De acordo com a secretária municipal de Planejamento, as principais problemáticas que estão sendo levantadas referem-se à segurança, limpeza e à preocupação estética em não agredir o cartão postal da cidade. Quanto à limpeza, nós estamos pensando em instalar hidrantes no parque para lavar o local após as chuvas. Quanto à segurança, haverá sinais de alarme e vigilância - talvez até uma guarita - para que a área seja desocupada em caso de chuva. Isso com certeza não vai pegar as pessoas desprevenidas, até porque não é qualquer chuvinha que vai encher a barragem, expõe.

Os estudos da Seplan indicam possibilidades de que seja construída uma passarela sobre o muro que constituirá a barragem, de maneira a conduzir as pessoas da calçada da avenida Nações Unidas ao patamar que conduz ao anfiteatro Vitória Régia.

Maria Helena destaca a importância da constante manutenção do local, caso a idéia seja levada a cabo. Estamos pensando na segurança para as plantas, pessoas e na limpeza. Outra preocupação da Seplan está girando em torno do nível máximo que a água da barragem possa chegar para que ela não alcance as calçadas da avenida. Está sendo estudado para que o máximo que a água atinja seja uma distância de um metro ou um metro e meio abaixo da calçada, assegura Bertussi.

Outras alternativas estão descartadas

Outras alternativas para conter a água da chuva na região da avenida Nações Unidas, que chegaram a ser analisadas pela equipe da Seplan, estão descartadas. Essas alternativas são: a construção de um piscinão subterrâneo e a colocação de galerias para águas pluviais sob a Nações Unidas.

No entanto, em virtude do elevado orçamento, as duas opções foram descartadas.
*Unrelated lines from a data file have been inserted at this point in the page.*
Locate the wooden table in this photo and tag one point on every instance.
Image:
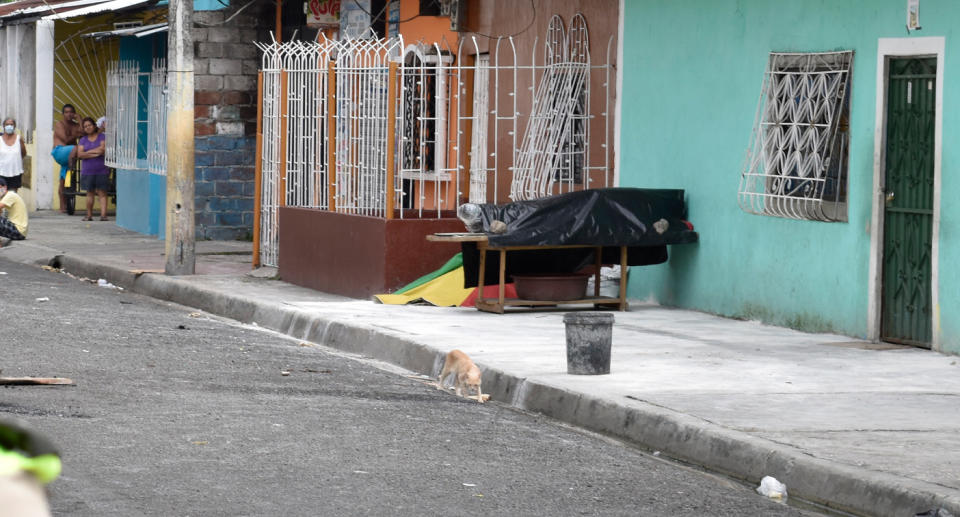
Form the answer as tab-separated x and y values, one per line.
502	302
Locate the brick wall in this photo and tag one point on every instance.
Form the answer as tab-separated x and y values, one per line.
225	85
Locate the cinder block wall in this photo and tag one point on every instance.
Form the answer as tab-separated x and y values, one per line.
225	85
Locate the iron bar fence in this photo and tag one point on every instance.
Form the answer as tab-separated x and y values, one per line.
123	78
383	129
157	119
Seria muito caro e provocaria muito transtorno na cidade, principalmente no que diz respeito ao sistema viário. Teríamos que abrir ao menos uma pista da Nações. Só sob o canteiro, não daria para fazer. Como não podemos esperar muito tempo, já que o problema atual tende a se agravar, optamos pela barragem, disse Maria Helena Rigitano.

Aceitação

A sugestão da barragem foi discutida com representantes do Comdurb em uma reunião realizada na quarta-feira. A aceitação foi unânime, afirma Maria Helena Rigitano. Ela acrescenta que o projeto também foi discutido com Jurandyr Bueno, autor do projeto do Parque Vitória Régia.
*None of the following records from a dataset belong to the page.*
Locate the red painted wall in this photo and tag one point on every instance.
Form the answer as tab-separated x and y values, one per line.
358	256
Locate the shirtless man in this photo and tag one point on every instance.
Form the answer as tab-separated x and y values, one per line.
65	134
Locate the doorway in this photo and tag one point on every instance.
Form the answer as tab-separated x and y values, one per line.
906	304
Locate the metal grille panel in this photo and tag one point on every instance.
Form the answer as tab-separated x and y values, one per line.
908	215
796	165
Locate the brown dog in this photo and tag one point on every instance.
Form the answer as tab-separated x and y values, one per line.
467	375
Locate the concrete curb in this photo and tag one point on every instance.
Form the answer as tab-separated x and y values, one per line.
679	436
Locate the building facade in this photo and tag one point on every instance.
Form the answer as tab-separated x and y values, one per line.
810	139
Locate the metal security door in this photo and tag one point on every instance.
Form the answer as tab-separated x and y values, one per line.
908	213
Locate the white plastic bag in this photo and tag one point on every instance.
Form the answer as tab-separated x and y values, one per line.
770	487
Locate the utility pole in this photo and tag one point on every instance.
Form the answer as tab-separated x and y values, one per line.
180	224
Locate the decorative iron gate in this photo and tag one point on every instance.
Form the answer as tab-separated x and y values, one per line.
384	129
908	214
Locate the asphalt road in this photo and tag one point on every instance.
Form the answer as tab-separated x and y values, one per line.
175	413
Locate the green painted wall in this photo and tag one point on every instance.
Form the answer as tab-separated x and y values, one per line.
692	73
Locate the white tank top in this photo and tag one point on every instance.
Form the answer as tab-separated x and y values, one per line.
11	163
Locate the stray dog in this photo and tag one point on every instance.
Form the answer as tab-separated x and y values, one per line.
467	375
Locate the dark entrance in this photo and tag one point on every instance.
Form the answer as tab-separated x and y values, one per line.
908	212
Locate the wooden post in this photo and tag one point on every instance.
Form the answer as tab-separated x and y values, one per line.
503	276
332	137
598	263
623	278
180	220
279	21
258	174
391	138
Já ao JC, Judanyr Bueno, por sua vez, preferiu não manifestar sua opinião sobre a idéia. Ela ainda está em estudo. Eu prometi que iria estudar o assunto e eu vou acompanhar. Tem muita gente envolvida.

O importante é que nós estamos com o apoio das entidades técnicas e dos arquitetos. Estamos liberados para desenvolver a idéia. A discussão será aberta à comunidade e também deve ser enviada à Câmara Municipal, acrescenta a secretária.

A próxima etapa, segundo a Seplan, será o levantamento dos custos nos quais o projeto implica, assim como o estabelecimento do cronograma do mesmo. Nós pretendemos colocá-lo em prática ainda nesta gestão, calcula Maria Helena.